Dünya liglerinden haberler

· Liverpool yönetimi, kulübün efsane isimleri arasında yer alan menajer Kenny Dalglish ile yolları ayırma kararı aldı. 2006'dan bu yana kupa hasreti çeken Liverpool, Dalglish yönetiminde Lig Kupası sevinci yaşamıştı. Ancak 100 milyon avronun üzerinde transfer harcaması yapılmasına rağmen Şampiyonlar Ligi vizesi alınamaması, tecrübeli teknik adamın sonunu getirdi.

· İspanya Futbol Federasyonu, milli takımın 2014 Dünya Kupası eleme grupları maçlarına daha iyi hazırlanabilmesi için gelecek sezon ligi bir hafta erken başlatma kararı aldı. Buna göre İspanya'da yeni sezon geçtiğimiz yıla göre bir hafta önce yani 18 Ağustos'ta başlayacak. İki ayaklı oynanacak olan İspanya Süper Kupası maçları ise 23 Ağustos ve 30 Ağustos tarihlerinde oynanacak.

· Milan'dan ayrılması kesinleşen 36 yaşındaki veteran Hollandalı Clarence Seedorf, Brezilya Ligi takımlarından Botafogo'nun teklifine "evet" dedi.
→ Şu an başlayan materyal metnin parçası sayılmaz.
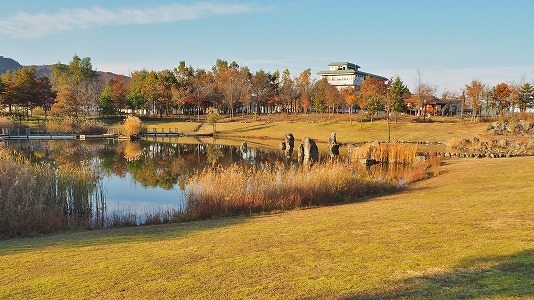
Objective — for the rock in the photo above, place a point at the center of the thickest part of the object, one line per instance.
(310, 150)
(333, 145)
(290, 143)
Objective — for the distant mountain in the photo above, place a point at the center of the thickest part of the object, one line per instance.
(41, 70)
(8, 64)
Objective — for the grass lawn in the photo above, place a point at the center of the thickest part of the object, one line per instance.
(464, 234)
(406, 129)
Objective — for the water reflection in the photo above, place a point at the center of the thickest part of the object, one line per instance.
(144, 175)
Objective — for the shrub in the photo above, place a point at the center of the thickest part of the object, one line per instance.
(92, 127)
(5, 123)
(61, 125)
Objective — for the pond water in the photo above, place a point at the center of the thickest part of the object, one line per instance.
(148, 175)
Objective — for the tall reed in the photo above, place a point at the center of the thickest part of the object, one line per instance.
(390, 153)
(235, 190)
(40, 199)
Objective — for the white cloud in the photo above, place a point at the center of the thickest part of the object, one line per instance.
(25, 25)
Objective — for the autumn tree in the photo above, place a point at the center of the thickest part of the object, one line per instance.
(423, 93)
(373, 93)
(348, 94)
(475, 93)
(526, 97)
(304, 84)
(263, 88)
(105, 102)
(183, 90)
(203, 87)
(501, 96)
(231, 82)
(288, 92)
(319, 94)
(398, 92)
(24, 90)
(213, 117)
(333, 98)
(80, 82)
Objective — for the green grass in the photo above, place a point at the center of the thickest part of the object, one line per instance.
(404, 130)
(464, 234)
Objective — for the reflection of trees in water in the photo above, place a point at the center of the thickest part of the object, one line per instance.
(151, 164)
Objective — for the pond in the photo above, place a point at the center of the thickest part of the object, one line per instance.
(147, 175)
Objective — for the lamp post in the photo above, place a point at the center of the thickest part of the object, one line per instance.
(424, 111)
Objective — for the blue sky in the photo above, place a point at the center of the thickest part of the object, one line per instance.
(449, 42)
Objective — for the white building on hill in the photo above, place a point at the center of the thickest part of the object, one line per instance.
(345, 74)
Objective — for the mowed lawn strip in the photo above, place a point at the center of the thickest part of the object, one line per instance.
(466, 233)
(404, 130)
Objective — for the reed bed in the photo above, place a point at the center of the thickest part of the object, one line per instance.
(388, 153)
(235, 190)
(41, 199)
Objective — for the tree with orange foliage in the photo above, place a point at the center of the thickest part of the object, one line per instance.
(349, 96)
(373, 92)
(304, 85)
(475, 93)
(501, 97)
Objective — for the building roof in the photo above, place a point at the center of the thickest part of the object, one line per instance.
(348, 71)
(337, 72)
(342, 63)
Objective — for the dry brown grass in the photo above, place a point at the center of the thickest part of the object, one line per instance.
(41, 199)
(235, 190)
(388, 153)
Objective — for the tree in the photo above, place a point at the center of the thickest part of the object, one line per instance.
(398, 92)
(288, 92)
(424, 92)
(231, 83)
(183, 90)
(501, 97)
(81, 82)
(105, 102)
(23, 90)
(332, 97)
(349, 96)
(203, 87)
(526, 97)
(213, 117)
(263, 88)
(46, 96)
(118, 92)
(475, 93)
(319, 95)
(373, 92)
(304, 85)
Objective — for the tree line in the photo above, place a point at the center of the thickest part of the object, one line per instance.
(76, 89)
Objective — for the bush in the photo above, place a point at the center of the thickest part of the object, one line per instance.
(133, 127)
(5, 123)
(92, 127)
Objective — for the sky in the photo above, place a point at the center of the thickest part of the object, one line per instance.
(444, 43)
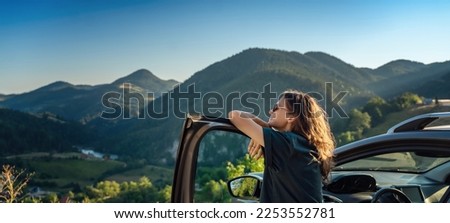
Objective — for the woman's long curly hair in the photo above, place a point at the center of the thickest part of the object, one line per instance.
(312, 123)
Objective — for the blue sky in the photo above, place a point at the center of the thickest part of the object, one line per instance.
(98, 41)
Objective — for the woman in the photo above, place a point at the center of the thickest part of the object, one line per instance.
(297, 145)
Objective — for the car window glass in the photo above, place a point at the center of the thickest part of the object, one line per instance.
(216, 149)
(399, 161)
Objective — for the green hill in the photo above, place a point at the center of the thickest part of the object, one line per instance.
(23, 133)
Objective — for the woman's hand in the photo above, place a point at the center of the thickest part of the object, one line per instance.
(255, 150)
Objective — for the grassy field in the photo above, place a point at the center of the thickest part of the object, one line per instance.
(67, 171)
(159, 176)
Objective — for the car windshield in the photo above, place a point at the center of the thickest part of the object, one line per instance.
(398, 162)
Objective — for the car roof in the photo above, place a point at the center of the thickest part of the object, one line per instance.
(423, 122)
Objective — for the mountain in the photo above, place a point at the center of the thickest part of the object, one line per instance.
(237, 82)
(398, 67)
(230, 81)
(84, 102)
(24, 133)
(146, 80)
(429, 80)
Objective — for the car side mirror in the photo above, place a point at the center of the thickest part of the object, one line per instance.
(245, 188)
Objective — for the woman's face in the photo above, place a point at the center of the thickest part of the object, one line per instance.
(279, 116)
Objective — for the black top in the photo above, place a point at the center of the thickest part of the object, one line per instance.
(292, 171)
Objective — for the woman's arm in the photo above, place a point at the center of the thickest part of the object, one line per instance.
(249, 124)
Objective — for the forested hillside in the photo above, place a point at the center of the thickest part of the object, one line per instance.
(24, 133)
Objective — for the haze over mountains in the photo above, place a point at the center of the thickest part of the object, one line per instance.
(83, 102)
(155, 140)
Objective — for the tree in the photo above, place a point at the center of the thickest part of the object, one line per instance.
(12, 183)
(407, 100)
(359, 121)
(376, 108)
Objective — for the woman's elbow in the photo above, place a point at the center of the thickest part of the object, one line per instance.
(233, 114)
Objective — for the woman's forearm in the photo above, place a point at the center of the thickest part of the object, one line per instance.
(253, 117)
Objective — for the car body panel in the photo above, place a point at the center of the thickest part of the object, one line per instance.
(434, 184)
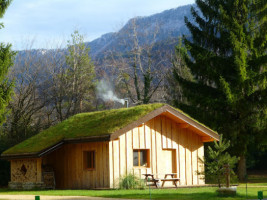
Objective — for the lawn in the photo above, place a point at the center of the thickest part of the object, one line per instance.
(202, 193)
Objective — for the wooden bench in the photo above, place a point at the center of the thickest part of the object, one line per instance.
(152, 179)
(174, 180)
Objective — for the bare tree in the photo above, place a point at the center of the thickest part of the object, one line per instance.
(141, 70)
(72, 79)
(26, 115)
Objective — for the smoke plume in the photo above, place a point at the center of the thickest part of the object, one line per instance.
(106, 93)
Rio de Janeiro temsilcisinin maddi koşullarını kabul eden Hollandalı futbolcu, Milan ile 30 Haziran'da sözleşmesi sona erdikten sonra resmen Botafogo forması giyecek.

· Borussia Dortmund'un yıldız oyuncusu Shinji Kagawa, menajerinin yaptığı açıklamaya göre İngiltere'de Manchester United Menajeri Sir Alex Ferguson'la salı günü masaya oturdu. Bu sezon takımıyla ligi ve kupayı kazanan 23 yaşındaki yıldız oyuncunun bu yaz takımından ayrılması bekleniyor.

· Gelecek sezon UEFA Avrupa Ligi'nde mücadele edecek Inter, Ligue 1 ekiplerinden Toulouse'de forma giyen Franck Tabanou'yu transfer etmek için girişimlere başladı. 2008 yılından bu yana Ligue 1'de Toulouse forması giyen Franck Tabanou, bu süreçte 100'den fazla lig maçında görev aldı. Fransız oyuncu sol kanatta ve sol bek olarak da görev yapabiliyor.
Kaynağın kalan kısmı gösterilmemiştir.